DOERNER, Commissioner.

These two appeals were taken by the plaintiff, in turn, from an order which by its terms granted defendants a new trial, and from a subsequent order amending the prior order. At its inception plaintiff's action was a commonplace suit for damages claimed to have resulted from a collision between two motor vehicles. By the time the matter reached this court the issues ordinarily present in litigation of that character had virtually disappeared in an entanglement which may be aptly described as a legal Gordian knot.

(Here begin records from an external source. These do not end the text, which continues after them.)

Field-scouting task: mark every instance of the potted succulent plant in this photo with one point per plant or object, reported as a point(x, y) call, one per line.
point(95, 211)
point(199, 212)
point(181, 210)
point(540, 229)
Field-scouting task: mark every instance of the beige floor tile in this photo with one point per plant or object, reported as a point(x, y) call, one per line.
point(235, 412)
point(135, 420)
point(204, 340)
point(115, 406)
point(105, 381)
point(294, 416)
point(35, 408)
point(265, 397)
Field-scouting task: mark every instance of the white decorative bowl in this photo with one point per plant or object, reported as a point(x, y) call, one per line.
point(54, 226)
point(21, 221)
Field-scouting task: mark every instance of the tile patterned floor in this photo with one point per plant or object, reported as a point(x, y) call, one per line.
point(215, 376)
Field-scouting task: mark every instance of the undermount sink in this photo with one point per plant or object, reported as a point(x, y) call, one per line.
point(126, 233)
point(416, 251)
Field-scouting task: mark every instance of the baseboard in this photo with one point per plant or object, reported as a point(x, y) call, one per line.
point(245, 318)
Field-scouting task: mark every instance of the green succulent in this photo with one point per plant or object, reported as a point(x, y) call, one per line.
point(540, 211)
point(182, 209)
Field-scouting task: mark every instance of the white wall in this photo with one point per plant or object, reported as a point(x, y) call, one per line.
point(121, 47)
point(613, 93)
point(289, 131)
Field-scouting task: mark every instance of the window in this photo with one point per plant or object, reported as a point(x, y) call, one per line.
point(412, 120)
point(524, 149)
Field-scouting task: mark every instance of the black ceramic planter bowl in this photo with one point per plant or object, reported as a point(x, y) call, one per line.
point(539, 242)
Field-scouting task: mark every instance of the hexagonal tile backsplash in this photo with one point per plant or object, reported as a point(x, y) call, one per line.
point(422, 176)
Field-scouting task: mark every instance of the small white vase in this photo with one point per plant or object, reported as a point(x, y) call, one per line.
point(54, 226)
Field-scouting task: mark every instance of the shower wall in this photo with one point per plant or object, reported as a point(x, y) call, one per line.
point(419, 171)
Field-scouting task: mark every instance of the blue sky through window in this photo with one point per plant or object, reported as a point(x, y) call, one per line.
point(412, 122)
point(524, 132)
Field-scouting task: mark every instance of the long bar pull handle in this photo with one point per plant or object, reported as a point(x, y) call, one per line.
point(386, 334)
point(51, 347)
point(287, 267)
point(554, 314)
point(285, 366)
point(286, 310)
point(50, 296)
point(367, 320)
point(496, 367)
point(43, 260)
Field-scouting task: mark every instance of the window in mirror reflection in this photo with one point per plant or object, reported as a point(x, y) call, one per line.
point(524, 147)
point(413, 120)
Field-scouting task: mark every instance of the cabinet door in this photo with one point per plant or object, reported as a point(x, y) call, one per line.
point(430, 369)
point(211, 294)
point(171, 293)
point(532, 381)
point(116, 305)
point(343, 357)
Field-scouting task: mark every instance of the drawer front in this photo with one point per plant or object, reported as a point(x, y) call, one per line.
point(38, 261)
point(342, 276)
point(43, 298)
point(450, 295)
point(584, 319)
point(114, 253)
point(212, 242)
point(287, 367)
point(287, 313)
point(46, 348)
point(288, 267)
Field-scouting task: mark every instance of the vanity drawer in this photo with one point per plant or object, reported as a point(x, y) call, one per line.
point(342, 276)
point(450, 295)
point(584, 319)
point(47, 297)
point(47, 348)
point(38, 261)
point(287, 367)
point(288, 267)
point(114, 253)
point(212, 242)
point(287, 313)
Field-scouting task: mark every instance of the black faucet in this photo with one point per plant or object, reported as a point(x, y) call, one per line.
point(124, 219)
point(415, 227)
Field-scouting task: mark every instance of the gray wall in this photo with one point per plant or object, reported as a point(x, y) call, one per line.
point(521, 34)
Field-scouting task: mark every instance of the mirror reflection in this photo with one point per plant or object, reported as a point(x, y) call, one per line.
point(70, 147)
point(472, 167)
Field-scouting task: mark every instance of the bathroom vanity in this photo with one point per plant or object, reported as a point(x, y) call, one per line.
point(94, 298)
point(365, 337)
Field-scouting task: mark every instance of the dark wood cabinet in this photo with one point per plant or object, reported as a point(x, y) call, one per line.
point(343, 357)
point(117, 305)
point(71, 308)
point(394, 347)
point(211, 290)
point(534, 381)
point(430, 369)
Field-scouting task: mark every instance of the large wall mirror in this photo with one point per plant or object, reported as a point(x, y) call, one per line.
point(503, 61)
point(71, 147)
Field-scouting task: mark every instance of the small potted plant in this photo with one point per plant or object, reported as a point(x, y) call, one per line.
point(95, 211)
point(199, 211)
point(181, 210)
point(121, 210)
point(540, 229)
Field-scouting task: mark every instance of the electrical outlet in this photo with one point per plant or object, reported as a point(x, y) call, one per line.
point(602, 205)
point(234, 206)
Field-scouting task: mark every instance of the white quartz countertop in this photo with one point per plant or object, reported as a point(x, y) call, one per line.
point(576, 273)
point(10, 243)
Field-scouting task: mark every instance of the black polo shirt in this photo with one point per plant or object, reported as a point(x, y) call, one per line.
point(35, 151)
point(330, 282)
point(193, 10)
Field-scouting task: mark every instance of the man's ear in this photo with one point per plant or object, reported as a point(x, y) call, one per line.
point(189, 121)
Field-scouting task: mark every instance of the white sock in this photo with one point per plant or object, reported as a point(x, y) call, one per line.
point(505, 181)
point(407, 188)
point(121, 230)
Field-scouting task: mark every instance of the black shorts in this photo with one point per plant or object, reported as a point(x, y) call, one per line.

Plaintiff's petition was filed on November 24, 1961. Summons issued and was duly served on both defendants on November 25, 1961, and the sheriff's return was filed the next day. Neither of the defendants appeared or filed a responsive pleading within the time prescribed by Civil Rule 55.27, V.A.M.R. On January 10, 1962, the plaintiff's case was presented to the court, sitting without a jury, and a judgment was rendered in favor of plaintiff and against both defendants for $9,000, and costs. Thereafter, on January 24, 1962, defendants filed a joint motion titled, 'Joint Motion of Defendant Lawrence DeClue and Defendant Texflame Gas Corporation to set Aside the Verdict and Judgment Entered Thereon and to Grant Each Defendant a New Trial.' Therein they moved the court to set aside the default judgment and grant them a new trial for the reasons that: the judgment was contrary to law; the judgment was against the weight of the evidence; the verdict was excessive; that there had been no lack of diligence on their part in permitting the default judgment to be rendered and that their failure to answer and defend the suit had not resulted from any negligence on their part, in that the summons and copies of the petition were delivered by them on or about November 28, 1961, to Byron Upchurch, the insurance agent of the Phoenix Insurance Company of Hartford, their insurance carrier; that on the same day Upchurch mailed the papers in Farmington to the St. Louis office of the insurance company, which failed to receive them; that defendants did not know why the letter bearing the copies of the petition and the summons was not received by the insurance company but felt that there was some mistake on the part of the United States Postal Service; that had there been no mistake each of the defendants would have answered within the prescribed time; and that each of the defendants had a valid defense to plaintiff's claim, in that they denied every allegation contained in plaintiff's petition and alleged that if plaintiff was injured it was due to the negligence of plaintiff's husband, Walter J. Farrell, the driver of the automobile in which plaintiff was riding, in certain specified respects, which they set forth. Defendants' motion was not verified, and no affidavits were filed to support it.

All that the transcript shows is that 'Thereafter, on March 10, 1962, said Motion For New Trial was argued by counsel for the respective parties, and the following Order was entered of record, to-wit:

'ORDER

"Now at this day defendants' motion for new trial taken up, considered and sustained and it is ordered by the Court that defendants be granted a new trial in this cause. Defendant granted ten days to file responsive pleadings."

Two days later, on March 12, plaintiff filed her notice of appeal from that order. On the succeeding day, March 13, plaintiff filed in the trial court what was titled 'Statement of Error in Granting New Trial; Notice for Respondents to File Original Brief,' in which she pointed out that in its order the court had not specified of record the ground or grounds on which the new trial was granted, and called upon the defendants to file the original brief in this court, pursuant to Civil Rule 83.06(b).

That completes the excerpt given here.